This will involve an investigation into the couple's past sexual
history, the woman's menstrual cycle and any other relevant matters.
It will then be explained at what stage the woman is at her most
fertile and how to obtain an ovulation/temperature chart. In fact
through this simple considerate advice and guidance many couples do
conceive shortly afterwards, be this due to combating any worries
that may have been present or just receiving the needed education to
enhance their chances.
BASIC METHODS FOR UNCOVERING MALE INFERTILITY
Semen Analysis Three semen analyses are usually required to be able to diagnose a
problem, this being due to the results varying according to the
particular circumstances of the sperm cell collection.
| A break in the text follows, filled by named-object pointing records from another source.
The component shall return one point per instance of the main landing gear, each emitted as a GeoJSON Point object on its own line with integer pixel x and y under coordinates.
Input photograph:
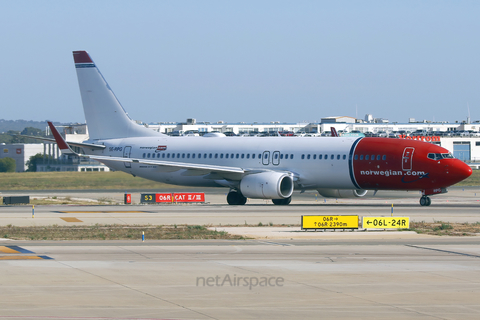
{"type": "Point", "coordinates": [282, 202]}
{"type": "Point", "coordinates": [425, 201]}
{"type": "Point", "coordinates": [236, 198]}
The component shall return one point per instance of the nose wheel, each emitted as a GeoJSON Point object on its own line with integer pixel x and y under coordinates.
{"type": "Point", "coordinates": [425, 201]}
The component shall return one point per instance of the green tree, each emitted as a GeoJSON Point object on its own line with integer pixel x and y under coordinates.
{"type": "Point", "coordinates": [7, 165]}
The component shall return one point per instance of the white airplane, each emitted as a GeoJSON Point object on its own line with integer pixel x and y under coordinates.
{"type": "Point", "coordinates": [252, 167]}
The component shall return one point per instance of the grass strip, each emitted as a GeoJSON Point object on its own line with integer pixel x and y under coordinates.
{"type": "Point", "coordinates": [105, 180]}
{"type": "Point", "coordinates": [75, 181]}
{"type": "Point", "coordinates": [440, 228]}
{"type": "Point", "coordinates": [112, 232]}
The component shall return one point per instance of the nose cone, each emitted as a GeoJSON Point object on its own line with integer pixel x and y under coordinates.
{"type": "Point", "coordinates": [459, 171]}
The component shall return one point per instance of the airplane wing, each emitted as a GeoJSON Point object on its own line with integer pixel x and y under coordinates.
{"type": "Point", "coordinates": [75, 144]}
{"type": "Point", "coordinates": [192, 168]}
{"type": "Point", "coordinates": [173, 165]}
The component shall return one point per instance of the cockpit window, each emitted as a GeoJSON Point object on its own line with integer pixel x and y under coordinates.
{"type": "Point", "coordinates": [439, 156]}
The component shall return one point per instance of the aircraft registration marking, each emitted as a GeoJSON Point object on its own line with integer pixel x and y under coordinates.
{"type": "Point", "coordinates": [386, 222]}
{"type": "Point", "coordinates": [24, 257]}
{"type": "Point", "coordinates": [71, 219]}
{"type": "Point", "coordinates": [329, 222]}
{"type": "Point", "coordinates": [111, 211]}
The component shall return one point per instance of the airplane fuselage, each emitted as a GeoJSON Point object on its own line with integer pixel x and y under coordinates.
{"type": "Point", "coordinates": [316, 162]}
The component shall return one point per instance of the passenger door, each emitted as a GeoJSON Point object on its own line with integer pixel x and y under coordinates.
{"type": "Point", "coordinates": [126, 154]}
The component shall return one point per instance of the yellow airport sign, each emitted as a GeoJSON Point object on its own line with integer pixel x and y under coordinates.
{"type": "Point", "coordinates": [386, 223]}
{"type": "Point", "coordinates": [329, 222]}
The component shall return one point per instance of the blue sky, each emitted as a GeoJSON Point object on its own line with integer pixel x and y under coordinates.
{"type": "Point", "coordinates": [288, 61]}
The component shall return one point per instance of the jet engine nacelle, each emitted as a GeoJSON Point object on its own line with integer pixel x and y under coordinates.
{"type": "Point", "coordinates": [342, 193]}
{"type": "Point", "coordinates": [267, 185]}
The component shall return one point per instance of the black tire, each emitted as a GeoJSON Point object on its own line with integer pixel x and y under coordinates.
{"type": "Point", "coordinates": [282, 202]}
{"type": "Point", "coordinates": [235, 198]}
{"type": "Point", "coordinates": [429, 201]}
{"type": "Point", "coordinates": [424, 201]}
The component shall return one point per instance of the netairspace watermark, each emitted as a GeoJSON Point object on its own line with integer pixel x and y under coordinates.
{"type": "Point", "coordinates": [235, 281]}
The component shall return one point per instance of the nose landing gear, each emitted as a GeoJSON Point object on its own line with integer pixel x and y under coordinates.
{"type": "Point", "coordinates": [425, 201]}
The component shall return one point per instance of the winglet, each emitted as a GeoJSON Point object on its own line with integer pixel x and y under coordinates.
{"type": "Point", "coordinates": [60, 141]}
{"type": "Point", "coordinates": [81, 57]}
{"type": "Point", "coordinates": [334, 132]}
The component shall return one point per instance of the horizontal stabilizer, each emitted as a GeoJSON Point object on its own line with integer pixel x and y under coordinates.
{"type": "Point", "coordinates": [62, 145]}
The procedure would involve, abstinence from sexual intercourse for
three to four days, then upon masturbation, a sample will be
collected in a sterile jar, and sperm analysed for sperm morphology
(appearance), motility (mobility), volume and chemical constituents.
If the results indicate that there is indeed a problem with either
quality or quantity, further tests will need to be carried out to
establish the underlying problem. These investigations may include
X-rays where upon it can be established whether there are any
blockages or abnormalities of the tubes concerned; blood tests in
order to check the hormonal levels involved in sperm cell production
and a needle-biopsy, whereby the doctor will be able to assess at
what stage the sperm cells are maturing and whether immature sperm
cells are being produced. An infection of the prostate gland may
also come under question if the sperm quality appears to be poor.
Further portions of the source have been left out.